« Mines de charbon »

A la rencontre des derniers mineurs de fond de Pologne

Sébastien Husté, Photographe, le 11 décembre 2018

Si en France, les gueules noires font désormais partie du passé, en Voïvodie de Silésie, région sud de la Pologne, ces visages, ces regards, ces vies restent une réalité et un quotidien pour beaucoup de Polonais. Chômage ou tradition familiale, pousse certains jeunes aux portes des écoles des mines. Les femmes sont également nombreuses dans ce secteur, elles occupent  différents postes, manutentionnaires, ingénieures, techniciennes …

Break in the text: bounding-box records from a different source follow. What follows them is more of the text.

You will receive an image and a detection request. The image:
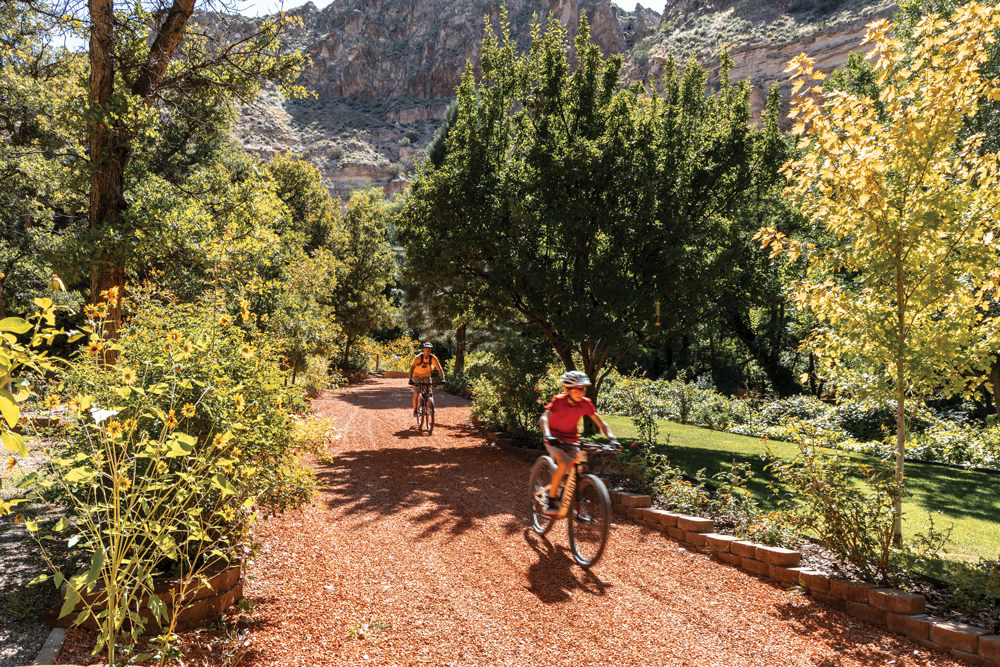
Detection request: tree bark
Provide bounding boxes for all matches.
[455,324,468,375]
[88,0,195,348]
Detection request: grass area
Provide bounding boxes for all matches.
[604,417,1000,558]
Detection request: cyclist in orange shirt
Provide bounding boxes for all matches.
[538,371,618,516]
[410,343,444,417]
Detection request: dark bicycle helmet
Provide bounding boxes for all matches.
[559,371,590,389]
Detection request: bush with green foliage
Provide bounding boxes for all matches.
[465,336,559,437]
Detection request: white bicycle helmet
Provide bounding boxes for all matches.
[559,371,591,389]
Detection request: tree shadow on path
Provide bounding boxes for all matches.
[524,522,611,604]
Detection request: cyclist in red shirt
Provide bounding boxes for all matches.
[538,371,618,516]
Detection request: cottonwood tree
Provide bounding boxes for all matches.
[758,2,1000,544]
[399,17,786,396]
[13,0,302,344]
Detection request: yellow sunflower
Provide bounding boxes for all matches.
[122,368,139,387]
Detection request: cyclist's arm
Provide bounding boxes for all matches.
[538,410,552,439]
[590,413,618,440]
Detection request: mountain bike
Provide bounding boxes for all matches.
[410,380,441,435]
[528,440,620,568]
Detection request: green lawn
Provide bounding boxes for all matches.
[605,417,1000,558]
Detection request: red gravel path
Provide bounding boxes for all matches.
[240,380,962,667]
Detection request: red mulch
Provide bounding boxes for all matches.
[63,380,964,667]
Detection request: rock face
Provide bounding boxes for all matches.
[291,0,648,103]
[232,0,896,198]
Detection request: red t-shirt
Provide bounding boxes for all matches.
[545,394,597,442]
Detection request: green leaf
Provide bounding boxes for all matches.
[0,389,21,428]
[0,317,31,334]
[0,431,28,456]
[84,549,107,591]
[209,473,236,496]
[59,577,80,618]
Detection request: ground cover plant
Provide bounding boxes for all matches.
[606,416,1000,560]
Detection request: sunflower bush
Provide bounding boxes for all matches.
[15,286,315,660]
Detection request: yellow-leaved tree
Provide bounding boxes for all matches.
[755,2,1000,545]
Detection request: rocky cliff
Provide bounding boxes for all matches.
[232,0,895,197]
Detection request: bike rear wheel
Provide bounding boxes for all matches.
[528,456,556,535]
[569,475,611,567]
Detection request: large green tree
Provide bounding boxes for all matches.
[399,13,785,395]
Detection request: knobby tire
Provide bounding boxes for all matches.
[568,474,611,568]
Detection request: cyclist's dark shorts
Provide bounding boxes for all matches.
[545,442,580,466]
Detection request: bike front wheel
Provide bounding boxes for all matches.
[528,456,556,535]
[569,475,611,567]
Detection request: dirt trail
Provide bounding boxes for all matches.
[247,380,962,667]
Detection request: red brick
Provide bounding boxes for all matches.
[687,530,708,547]
[830,579,875,604]
[705,533,736,553]
[740,558,771,578]
[622,493,653,507]
[660,512,680,528]
[868,588,924,616]
[931,621,987,653]
[790,567,830,595]
[729,540,758,560]
[948,649,997,667]
[979,635,1000,663]
[885,612,931,641]
[844,600,885,625]
[911,638,951,653]
[639,507,663,523]
[768,565,799,584]
[715,551,743,567]
[667,526,687,544]
[677,514,715,533]
[809,591,847,611]
[755,546,802,567]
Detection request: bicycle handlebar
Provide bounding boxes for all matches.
[546,438,622,452]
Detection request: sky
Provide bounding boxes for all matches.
[239,0,667,16]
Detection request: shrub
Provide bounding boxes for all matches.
[768,445,900,586]
[16,287,314,659]
[465,337,553,437]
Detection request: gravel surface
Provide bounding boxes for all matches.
[56,380,976,667]
[0,517,56,667]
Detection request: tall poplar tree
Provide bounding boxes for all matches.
[758,2,1000,544]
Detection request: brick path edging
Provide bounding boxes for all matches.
[472,417,1000,667]
[610,491,1000,667]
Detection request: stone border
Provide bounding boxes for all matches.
[610,491,1000,667]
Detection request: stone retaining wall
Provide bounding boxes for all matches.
[611,491,1000,667]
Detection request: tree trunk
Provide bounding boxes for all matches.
[455,324,468,375]
[984,360,1000,418]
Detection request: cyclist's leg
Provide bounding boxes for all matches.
[545,443,575,498]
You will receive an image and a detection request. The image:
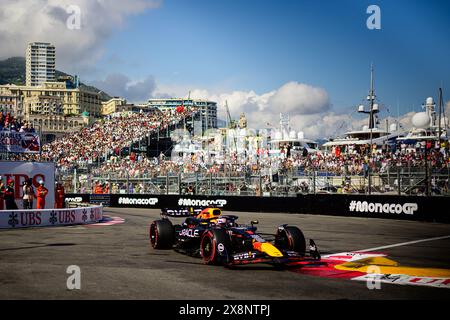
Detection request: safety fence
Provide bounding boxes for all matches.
[66,194,450,223]
[59,167,450,197]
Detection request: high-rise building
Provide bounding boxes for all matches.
[26,42,56,87]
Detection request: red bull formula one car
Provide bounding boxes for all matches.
[149,208,320,267]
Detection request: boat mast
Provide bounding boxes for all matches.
[367,63,375,130]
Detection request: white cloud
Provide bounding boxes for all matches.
[0,0,162,72]
[89,73,156,103]
[154,82,436,139]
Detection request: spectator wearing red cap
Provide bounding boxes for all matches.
[5,179,18,210]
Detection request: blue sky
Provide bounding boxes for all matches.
[89,0,450,115]
[0,0,450,137]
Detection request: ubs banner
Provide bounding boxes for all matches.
[0,206,103,229]
[0,161,55,209]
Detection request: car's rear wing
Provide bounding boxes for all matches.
[161,207,202,218]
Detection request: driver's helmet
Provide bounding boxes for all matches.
[197,208,222,223]
[216,217,228,227]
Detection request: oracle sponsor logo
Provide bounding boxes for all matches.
[119,197,158,206]
[178,198,227,207]
[349,200,419,215]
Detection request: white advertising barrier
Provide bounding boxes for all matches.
[0,206,103,229]
[0,161,55,209]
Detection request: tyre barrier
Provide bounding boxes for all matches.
[0,206,103,229]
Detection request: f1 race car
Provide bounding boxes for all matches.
[149,208,320,267]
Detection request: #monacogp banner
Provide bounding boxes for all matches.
[0,130,41,153]
[0,206,103,229]
[0,161,55,209]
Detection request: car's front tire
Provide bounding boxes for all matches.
[149,220,175,249]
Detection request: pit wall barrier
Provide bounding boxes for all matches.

Mais le charbon Polonais est menacé, devant la chute du prix en 2013, le secteur vacille. Les syndicats, les mineurs et le gouvernement se mobilisent.

Cependant, en 2015, la COP21 conclu un accord engageant 195 États à réduire leurs émissions de gaz à effet de serre. Ledit accord « de Paris » est depuis entré en vigueur le 4 novembre 2016. Tous les yeux sont rivés sur les énergies renouvelables. Pourtant le charbon reste le deuxième fournisseur mondial d’énergie. La Pologne continue d’en faire sa ressource principale. Garant de la sécurité énergétique du pays, les compagnies minières emploi 100.000 personnes. Des villes, des régions entières vivent encore de l’extraction de la houille.

En 2017, à contre-courant des efforts menés contre le changement climatique et la transition énergétique à l’échelle mondiale, le gouvernement Polonais sacre le charbon et poursuit sa consommation.

Autrefois propriétés du gouvernement, plusieurs mines ont été privatisées au profit de multinationales dans le but de développer un charbon « propre ».

L’essor de ce charbon propre sera-t-il la planche de salut des mineurs polonais ?

Le travail photographique

Sébastien Husté s’est rendu à plusieurs reprises en 2015, 2016, 2017 et 2018 dans des mines polonaises. Il projette un nouveau reportage en janvier 2019. Son objectif est de recentrer le regard sur les hommes et les femmes qui vivent de ce secteur économique, sur ces « gornik »mineur en Polonais.

Au cœur du patrimoine industriel d’une Europe en pleine transition énergétique, comment ces gens préparent ou subissent cette transition ?

Sébastien Husté a rencontré des anciens mineurs, des jeunes tout juste sortis de leur formation et des femmes; photographiant des instants de leur vie, des portraits rares et intemporels.

Ils ont été étonnés qu’un étranger soit venu les rencontrer, eux qui remettent constamment en question leur avenir et qui ont parfois l’impression d’être des ‘’mal-aimés’’, des oubliés.

J’ai pu travailler dans les mines grâce à l’intermédiaire d’un journaliste Polonais rédigeant des articles pour une compagnie minière. Jan Czypionka m’a permis d’ouvrir les portes de cet univers très fermé. Je suis descendu pour la première fois à – 600 mètres, dans le puits de la mine Ziemowit, c’était juste le lendemain de l’attaque terroriste au Bataclan. Dans l’ascenseur nous menant au fond de ce puits l’un d’eux, surpris de la présence d’un français à leurs côtés, m’a adressé ses condoléances. Ils étaient touchés qu’un Français ait fait des milliers de kilomètres pour passer du temps avec eux. » Aujourd’hui, cet accès aux mines est une faveur exceptionnelle pour un photographe Français et presque impossible pour la presse Polonaise.

Les images présentés ont été réalisées dans les mines de Ziemowit à Lędziny, Mine Jankowice à Rybnik, Wieczorek à Katowice, et la Mine Bolesław Śmiały à Łaziska Górn.

Le sujet peut être traité en noir et blanc, accentué par une ambiance propre à cet univers industriel, ou en couleur plus proche d’une réalité de notre époque. La série présenté propose ces 2 approches.